資格取得や各種コンクール等に挑戦させ、成就感を得させる。

 

おわりに

 

「学力向上を目指して」のこの特集は、指導資料第二十八集「学力向上をめざす学習指導法の改善」の中から、「学力のとらえ方」や「学力向上を図るための改善の視点」等、主な項目について要約したものである。

したがって、語り尽くせないことも多いので、「指導資料第二十八集」を一読していただければ幸いである。

ともかく、把握する、創造する、表現するといったことをより良く行うためには生徒が自らの意志を持って行うことが肝要である。このことは学校教育活動の全体をとおして生徒に主体性を持たせる工夫をしながら、一時間、一時間の授業を深める努力が継続されて始めて可能になることであろうと考えられる。

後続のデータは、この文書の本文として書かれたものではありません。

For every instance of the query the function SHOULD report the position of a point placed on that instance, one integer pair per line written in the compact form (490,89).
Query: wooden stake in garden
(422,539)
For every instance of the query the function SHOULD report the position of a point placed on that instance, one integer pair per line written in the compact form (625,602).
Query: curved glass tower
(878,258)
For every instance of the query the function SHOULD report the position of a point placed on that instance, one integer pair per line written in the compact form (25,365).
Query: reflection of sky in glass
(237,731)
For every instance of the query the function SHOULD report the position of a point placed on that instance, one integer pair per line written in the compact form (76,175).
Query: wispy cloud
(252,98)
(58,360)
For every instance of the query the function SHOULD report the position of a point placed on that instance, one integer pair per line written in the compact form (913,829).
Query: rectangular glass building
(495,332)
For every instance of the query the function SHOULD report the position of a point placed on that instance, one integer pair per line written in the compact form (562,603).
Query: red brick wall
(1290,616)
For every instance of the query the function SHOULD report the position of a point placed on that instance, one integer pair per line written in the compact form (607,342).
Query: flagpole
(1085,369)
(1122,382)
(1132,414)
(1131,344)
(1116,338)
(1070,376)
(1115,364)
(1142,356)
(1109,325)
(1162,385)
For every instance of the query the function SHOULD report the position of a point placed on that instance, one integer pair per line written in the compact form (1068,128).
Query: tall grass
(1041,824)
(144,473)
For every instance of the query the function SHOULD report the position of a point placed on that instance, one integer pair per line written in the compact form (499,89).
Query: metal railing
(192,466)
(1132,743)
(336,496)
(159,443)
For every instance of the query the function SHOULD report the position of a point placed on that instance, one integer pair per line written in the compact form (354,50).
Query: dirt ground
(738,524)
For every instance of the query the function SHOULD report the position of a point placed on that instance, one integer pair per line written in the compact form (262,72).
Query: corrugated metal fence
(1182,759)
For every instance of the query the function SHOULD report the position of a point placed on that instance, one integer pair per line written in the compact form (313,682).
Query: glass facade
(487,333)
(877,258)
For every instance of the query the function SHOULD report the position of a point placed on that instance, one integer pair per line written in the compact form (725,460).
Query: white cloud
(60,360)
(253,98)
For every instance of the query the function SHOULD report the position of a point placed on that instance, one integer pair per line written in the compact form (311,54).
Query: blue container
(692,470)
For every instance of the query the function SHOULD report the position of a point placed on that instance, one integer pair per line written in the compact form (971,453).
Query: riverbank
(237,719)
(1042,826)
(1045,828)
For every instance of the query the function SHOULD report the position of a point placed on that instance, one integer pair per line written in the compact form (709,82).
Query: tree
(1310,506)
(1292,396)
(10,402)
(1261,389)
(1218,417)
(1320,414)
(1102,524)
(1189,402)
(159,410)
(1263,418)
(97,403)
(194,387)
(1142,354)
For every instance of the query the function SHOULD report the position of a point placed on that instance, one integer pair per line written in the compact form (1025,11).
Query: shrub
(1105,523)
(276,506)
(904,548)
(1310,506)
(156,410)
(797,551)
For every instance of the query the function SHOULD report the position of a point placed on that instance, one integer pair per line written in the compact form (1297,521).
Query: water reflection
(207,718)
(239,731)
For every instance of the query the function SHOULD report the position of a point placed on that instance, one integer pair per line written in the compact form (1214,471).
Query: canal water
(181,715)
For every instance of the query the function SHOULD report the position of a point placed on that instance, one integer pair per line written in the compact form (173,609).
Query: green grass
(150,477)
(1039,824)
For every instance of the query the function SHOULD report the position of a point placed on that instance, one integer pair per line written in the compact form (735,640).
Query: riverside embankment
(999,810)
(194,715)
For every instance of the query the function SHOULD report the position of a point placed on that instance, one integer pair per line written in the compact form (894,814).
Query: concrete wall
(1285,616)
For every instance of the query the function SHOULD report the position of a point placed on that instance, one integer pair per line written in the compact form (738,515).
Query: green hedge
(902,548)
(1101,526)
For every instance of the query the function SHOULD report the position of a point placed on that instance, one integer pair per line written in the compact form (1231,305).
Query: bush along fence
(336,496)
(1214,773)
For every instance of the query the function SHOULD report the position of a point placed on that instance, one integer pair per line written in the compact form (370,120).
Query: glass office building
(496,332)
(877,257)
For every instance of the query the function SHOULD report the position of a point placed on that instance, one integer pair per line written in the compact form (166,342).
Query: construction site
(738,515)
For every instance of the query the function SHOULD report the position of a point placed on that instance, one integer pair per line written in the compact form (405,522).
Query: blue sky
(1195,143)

各学校において、ここで述べたことを参考にされ、生徒の実態に応じて、学力の向上を目指し指導法の改善に取り組まれることを切に希望する。

 

〔本文中に掲載の写真について〕

本文中に使用した五枚の写真は、県立福島東高等学校が、徹底した自主学習をとおして自ら学ぶ意欲を育成することをねらいとして、今年の八月に実施した「サマーセミナー」(詳しくは、本誌四十二ページの「県立学校だより」に紹介)のスナップです。